Microtubule (MT) kinesin motor proteins orchestrate various cellular processes (e.g. mitosis, motility and organelle transportation) and have been implicated in human carcinogenesis. Kif18A, a plus-end directed MT depolymerase kinesin, regulates MT dynamics, chromosome congression and cell division. In this study, we report that Kif18A is overexpressed in human breast cancers and Kif18A overexpression is associated with tumor grade, metastasis and poor survival. Functional analyses reveal that ectopic overexpression of Kif18A results in cell multinucleation, whereas ablation of Kif18A expression significantly inhibits the proliferative capability of breast cancer cells in vitro and in vivo. Inhibition of Kif18A not only affects the critical mitotic function of Kif18A but also decreases cancer cell migration by stabilizing MTs at leading edges and ultimately induces anoikis of cells with inactivation of the phosphatidylinositol 3-kinase-Akt signaling pathway. Together, our results indicate that Kif18A is involved in human breast carcinogenesis and may serve as a potential therapeutic target for human breast cancer.

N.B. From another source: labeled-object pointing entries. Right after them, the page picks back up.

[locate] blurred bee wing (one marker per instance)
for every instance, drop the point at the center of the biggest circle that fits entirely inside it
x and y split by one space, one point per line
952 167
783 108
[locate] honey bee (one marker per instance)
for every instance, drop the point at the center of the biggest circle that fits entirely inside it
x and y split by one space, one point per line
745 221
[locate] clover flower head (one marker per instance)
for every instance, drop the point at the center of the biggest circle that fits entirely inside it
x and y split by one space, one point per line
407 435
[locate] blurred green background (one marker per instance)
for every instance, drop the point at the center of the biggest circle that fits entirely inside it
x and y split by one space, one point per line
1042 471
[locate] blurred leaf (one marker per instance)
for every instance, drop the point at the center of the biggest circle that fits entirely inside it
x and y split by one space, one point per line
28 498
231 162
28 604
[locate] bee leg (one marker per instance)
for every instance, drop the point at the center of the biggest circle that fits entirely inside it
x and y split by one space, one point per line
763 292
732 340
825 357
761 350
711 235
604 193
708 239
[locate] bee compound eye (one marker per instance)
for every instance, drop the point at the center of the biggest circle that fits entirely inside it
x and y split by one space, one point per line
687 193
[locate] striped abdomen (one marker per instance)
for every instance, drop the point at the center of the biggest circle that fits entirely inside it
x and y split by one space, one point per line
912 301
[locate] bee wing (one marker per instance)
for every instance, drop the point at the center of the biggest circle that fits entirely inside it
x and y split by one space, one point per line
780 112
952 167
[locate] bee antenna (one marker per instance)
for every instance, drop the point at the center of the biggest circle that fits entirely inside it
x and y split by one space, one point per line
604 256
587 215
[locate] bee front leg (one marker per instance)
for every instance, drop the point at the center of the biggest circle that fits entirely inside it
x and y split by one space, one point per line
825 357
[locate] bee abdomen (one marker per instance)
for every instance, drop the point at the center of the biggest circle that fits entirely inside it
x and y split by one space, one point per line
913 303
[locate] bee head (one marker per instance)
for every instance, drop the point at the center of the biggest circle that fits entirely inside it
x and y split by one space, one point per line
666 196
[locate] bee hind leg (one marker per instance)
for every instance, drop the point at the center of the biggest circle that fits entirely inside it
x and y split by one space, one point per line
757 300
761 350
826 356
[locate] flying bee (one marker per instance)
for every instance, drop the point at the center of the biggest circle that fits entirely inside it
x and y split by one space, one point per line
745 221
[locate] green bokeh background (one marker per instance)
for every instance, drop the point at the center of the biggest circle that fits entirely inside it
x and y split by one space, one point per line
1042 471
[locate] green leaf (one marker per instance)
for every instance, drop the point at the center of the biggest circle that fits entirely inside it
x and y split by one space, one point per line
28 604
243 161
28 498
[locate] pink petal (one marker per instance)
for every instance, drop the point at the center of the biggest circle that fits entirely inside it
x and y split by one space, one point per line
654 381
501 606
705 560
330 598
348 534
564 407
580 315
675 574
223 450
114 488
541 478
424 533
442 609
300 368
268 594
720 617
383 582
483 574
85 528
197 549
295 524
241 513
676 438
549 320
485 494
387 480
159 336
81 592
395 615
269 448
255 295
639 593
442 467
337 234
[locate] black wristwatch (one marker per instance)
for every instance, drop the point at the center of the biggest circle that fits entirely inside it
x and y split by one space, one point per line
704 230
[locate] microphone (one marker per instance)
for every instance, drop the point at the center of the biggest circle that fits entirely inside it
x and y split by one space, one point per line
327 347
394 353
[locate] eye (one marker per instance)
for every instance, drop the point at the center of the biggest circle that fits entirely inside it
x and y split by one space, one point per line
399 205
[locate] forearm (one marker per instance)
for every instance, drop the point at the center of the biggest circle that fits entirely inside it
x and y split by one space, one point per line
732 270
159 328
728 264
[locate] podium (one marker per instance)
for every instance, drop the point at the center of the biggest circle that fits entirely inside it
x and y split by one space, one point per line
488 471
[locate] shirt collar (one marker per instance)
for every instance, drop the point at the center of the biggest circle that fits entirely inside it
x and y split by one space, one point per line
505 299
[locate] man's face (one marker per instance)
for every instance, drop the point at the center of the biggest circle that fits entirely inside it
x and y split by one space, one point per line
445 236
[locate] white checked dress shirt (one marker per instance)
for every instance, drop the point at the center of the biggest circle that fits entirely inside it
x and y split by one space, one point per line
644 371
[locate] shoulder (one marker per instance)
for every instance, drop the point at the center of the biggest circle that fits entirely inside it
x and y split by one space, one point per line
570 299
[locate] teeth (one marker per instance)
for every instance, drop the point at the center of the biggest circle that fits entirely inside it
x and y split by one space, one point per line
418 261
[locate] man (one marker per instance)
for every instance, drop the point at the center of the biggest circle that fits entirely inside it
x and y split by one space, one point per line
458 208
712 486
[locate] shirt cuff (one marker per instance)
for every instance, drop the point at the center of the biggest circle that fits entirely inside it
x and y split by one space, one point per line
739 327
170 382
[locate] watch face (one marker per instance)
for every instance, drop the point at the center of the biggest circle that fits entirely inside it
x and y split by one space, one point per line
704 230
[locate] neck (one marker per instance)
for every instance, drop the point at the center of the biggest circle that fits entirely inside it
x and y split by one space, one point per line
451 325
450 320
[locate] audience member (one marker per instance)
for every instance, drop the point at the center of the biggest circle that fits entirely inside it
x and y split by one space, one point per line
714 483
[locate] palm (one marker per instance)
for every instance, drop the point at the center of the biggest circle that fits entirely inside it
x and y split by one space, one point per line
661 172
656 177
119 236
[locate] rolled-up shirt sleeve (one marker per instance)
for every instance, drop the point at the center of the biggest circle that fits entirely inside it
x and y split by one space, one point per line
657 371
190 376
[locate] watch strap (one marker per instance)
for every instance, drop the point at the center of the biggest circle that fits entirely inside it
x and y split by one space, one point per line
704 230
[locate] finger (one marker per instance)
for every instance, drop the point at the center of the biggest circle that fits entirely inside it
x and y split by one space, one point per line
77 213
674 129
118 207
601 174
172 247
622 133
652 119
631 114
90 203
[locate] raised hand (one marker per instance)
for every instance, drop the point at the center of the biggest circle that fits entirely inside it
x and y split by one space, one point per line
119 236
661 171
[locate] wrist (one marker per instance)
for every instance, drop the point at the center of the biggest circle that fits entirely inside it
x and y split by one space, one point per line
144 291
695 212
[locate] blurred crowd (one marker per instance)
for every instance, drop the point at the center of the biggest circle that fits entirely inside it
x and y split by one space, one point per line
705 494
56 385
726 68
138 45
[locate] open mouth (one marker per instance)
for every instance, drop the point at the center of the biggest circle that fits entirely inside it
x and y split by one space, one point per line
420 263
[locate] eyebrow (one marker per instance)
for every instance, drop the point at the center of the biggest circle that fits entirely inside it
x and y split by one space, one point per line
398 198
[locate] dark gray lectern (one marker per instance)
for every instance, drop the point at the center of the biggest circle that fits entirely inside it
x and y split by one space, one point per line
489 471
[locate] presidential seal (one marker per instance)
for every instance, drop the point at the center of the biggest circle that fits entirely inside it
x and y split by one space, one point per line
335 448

微管(MT)动力蛋白马达蛋白协调各种细胞过程(例如有丝分裂、运动和细胞器运输),并与人类致癌作用有关。Kif18A 是一种正向指向的 MT 解聚酶马达蛋白,可调节 MT 动力学、染色体汇聚和细胞分裂。在这项研究中,我们报告称 Kif18A 在人乳腺癌中过表达,并且 Kif18A 的过表达与肿瘤分级、转移和不良预后相关。功能分析表明,Kif18A 的异位过表达导致细胞多核化,而 Kif18A 表达的缺失显著抑制乳腺癌细胞在体外和体内的增殖能力。抑制 Kif18A 不仅影响 Kif18A 的关键有丝分裂功能,而且通过稳定 MT 在前沿,减少癌细胞迁移,最终导致细胞失巢凋亡,并使磷脂酰肌醇 3-激酶-Akt 信号通路失活。总之,我们的研究结果表明 Kif18A 参与了人类乳腺癌的发生,可能成为人类乳腺癌的潜在治疗靶点。